Carlos Miguel

Personal information
- Full name: Carlos Miguel da Silva Júnior
- Date of birth: 12 June 1972 (age 52)
- Place of birth: Bento Gonçalves, Brazil
- Height: 1.77 m (5 ft 10 in)
- Position(s): Midfielder

Senior career*
- Years: Team / Apps / (Gls)
- 1992–1997: Grêmio / 66 / (10)
- 1997: Sporting CP / 5 / (0)
- 1998–2001: São Paulo / 65 / (5)
- 2002: Internacional / 14 / (2)
- 2003–2004: Grêmio / 13 / (1)
- 2005–2007: Corinthians-AL / ? / (?)

International career^{‡}
- 2001: Brazil / 5 / (1)

= Carlos Miguel (footballer, born 1972) =

Brazilian footballer

Carlos Miguel da Silva Júnior (born 12 June 1972 in Bento Gonçalves, Brazil), better known as Carlos Miguel, is a former Brazilian footballer who played as a midfielder.

==Career==

He began his career at Grêmio in 1992, but gained prominence with the arrival of coach Luiz Felipe Scolari in 1993. He was successful at Grêmio, winning the Copa Libertadores in 1995.

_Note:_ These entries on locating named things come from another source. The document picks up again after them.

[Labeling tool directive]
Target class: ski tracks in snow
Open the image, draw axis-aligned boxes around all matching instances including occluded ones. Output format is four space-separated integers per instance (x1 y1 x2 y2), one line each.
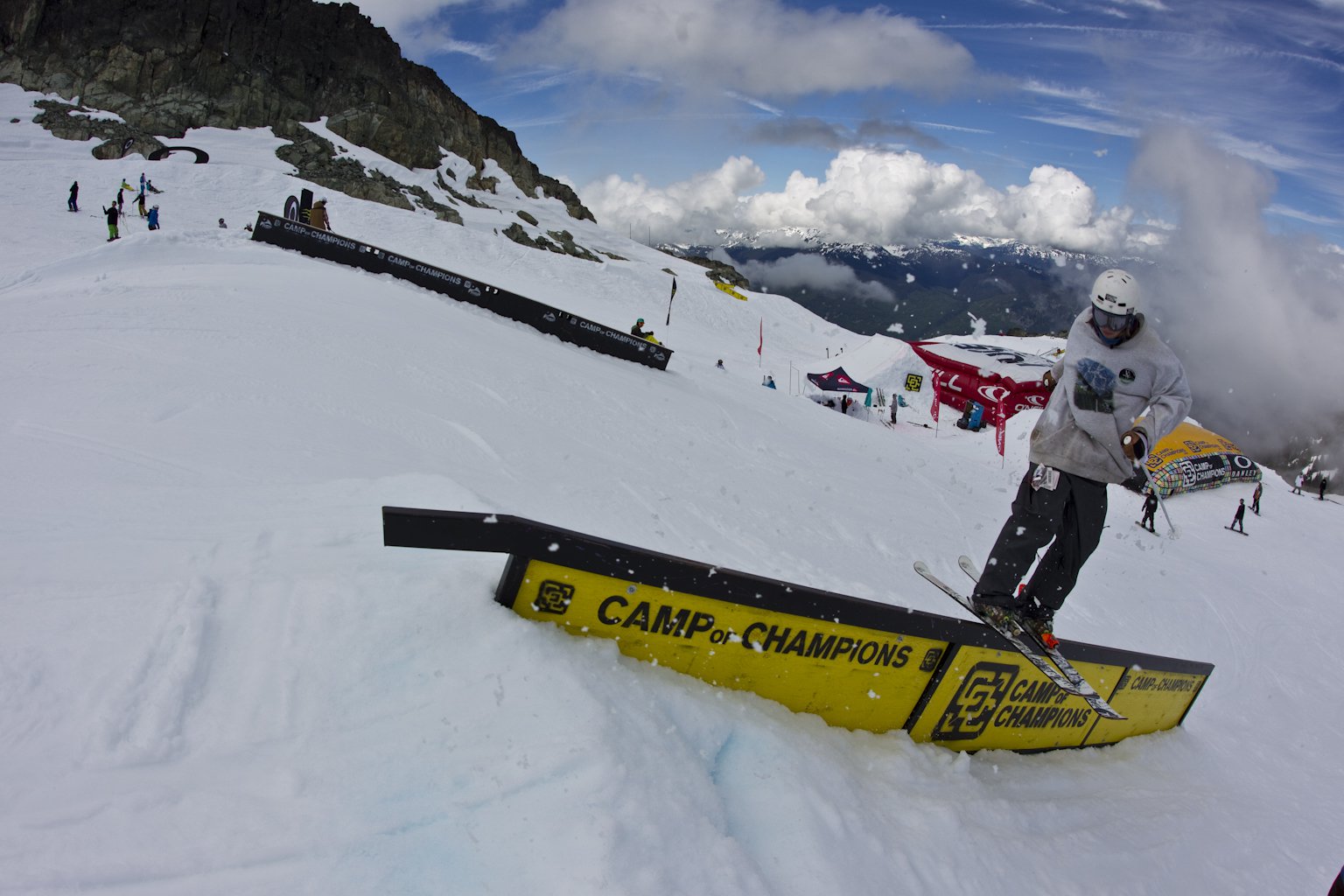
95 578 219 766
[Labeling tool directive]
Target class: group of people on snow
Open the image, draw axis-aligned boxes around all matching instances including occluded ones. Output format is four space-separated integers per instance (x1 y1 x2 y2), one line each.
88 172 163 243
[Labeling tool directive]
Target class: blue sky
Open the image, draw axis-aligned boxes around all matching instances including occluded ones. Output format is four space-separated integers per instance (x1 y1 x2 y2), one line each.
330 0 1344 251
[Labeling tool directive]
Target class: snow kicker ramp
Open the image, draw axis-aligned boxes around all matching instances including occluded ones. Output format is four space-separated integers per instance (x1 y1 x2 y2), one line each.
383 507 1214 752
253 211 672 371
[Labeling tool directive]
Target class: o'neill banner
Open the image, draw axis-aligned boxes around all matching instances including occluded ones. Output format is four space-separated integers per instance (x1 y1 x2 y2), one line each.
910 342 1053 438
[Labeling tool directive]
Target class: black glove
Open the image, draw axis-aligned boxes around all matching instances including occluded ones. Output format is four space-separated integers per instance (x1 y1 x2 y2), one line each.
1119 427 1148 464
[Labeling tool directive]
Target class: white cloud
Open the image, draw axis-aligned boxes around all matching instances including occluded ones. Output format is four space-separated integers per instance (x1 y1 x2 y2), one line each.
579 148 1131 253
737 254 897 304
511 0 975 97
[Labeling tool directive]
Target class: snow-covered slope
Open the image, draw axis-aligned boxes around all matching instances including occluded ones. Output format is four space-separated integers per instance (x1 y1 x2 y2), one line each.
0 88 1344 896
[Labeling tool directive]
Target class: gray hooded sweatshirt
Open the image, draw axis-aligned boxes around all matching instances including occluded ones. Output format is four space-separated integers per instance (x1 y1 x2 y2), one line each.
1031 308 1189 482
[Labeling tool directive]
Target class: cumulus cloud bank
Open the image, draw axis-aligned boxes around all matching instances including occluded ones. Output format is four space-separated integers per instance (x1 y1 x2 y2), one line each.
512 0 975 97
724 254 897 306
579 148 1134 253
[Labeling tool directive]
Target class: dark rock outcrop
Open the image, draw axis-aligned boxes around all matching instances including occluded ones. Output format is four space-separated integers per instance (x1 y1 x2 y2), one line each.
0 0 592 220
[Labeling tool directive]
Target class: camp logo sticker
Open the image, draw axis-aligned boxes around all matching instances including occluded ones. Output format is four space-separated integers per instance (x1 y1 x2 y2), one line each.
532 579 574 615
931 662 1018 741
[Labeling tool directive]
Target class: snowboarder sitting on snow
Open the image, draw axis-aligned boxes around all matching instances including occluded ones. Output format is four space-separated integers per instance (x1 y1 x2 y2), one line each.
1138 489 1157 532
630 317 662 344
102 203 121 243
308 199 332 230
972 269 1189 643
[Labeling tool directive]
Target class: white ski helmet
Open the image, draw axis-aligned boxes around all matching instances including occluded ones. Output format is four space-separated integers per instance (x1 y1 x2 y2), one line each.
1091 268 1138 314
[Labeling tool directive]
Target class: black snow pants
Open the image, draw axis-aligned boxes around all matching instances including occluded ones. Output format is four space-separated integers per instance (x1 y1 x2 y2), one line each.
975 464 1106 615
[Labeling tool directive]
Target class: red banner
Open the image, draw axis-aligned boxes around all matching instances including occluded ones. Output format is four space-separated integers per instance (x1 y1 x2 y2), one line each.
910 342 1053 427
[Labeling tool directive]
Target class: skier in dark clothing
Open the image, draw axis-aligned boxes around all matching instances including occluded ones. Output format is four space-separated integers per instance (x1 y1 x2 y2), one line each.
1138 489 1157 532
102 203 121 243
972 269 1191 645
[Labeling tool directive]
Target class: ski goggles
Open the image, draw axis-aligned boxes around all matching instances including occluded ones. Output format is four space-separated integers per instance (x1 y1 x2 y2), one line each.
1093 304 1134 333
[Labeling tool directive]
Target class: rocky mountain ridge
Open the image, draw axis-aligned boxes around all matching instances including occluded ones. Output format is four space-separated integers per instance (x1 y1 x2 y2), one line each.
0 0 592 220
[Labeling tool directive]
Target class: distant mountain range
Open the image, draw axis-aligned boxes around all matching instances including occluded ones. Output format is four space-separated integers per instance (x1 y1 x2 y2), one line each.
675 231 1144 340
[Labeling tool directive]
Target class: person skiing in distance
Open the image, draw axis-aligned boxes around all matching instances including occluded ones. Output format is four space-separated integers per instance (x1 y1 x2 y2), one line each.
1138 486 1157 532
102 203 121 243
970 269 1191 645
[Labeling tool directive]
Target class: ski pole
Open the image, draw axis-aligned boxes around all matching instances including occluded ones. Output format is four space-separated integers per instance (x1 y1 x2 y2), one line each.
1138 461 1176 539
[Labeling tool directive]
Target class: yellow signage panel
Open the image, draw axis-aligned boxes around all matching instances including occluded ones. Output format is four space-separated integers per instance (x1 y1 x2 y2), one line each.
910 645 1124 750
1085 666 1208 743
512 560 948 732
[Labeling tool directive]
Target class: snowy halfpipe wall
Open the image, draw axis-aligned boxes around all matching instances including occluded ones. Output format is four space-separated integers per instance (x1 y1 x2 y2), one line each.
383 507 1214 751
253 211 672 371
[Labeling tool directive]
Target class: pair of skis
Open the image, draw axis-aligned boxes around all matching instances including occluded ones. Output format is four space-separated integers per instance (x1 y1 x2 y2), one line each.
915 555 1125 720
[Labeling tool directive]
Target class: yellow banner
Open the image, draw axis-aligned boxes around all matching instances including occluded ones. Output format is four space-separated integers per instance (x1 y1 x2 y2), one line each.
514 560 948 732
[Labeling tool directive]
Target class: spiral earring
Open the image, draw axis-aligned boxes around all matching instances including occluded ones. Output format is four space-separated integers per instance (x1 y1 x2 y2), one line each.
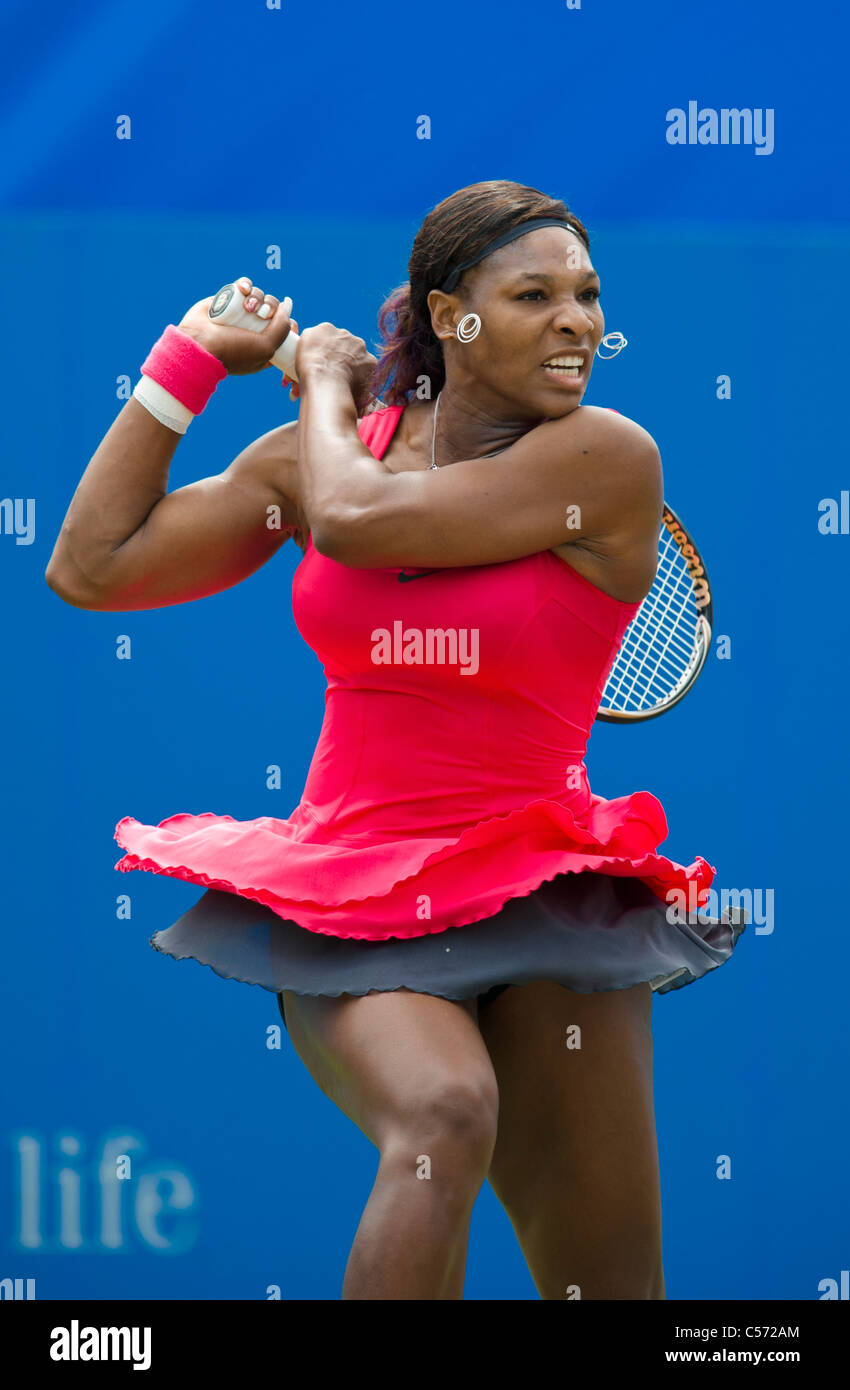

Having gained experience with Grêmio, in 1997 he moved to Europe, moving to Sporting CP in Portugal, but he did not adapt to the new continent and moved back to Brazil, joining São Paulo.

In 2001, good performances saw him called up to the Brazil squad for the 2001 Confederations Cup by manager Emerson Leão. Carlos Miguel scored the second goal in Brazil's 2–0 victory over Cameroon, with the other goal being scored by Washington. Brazil eventually exited the tournament in the semi-finals. His five matches in the tournament were the only appearances he ever made for the national team.

He retired in 2007 after a spell with Corinthians-AL came to an end.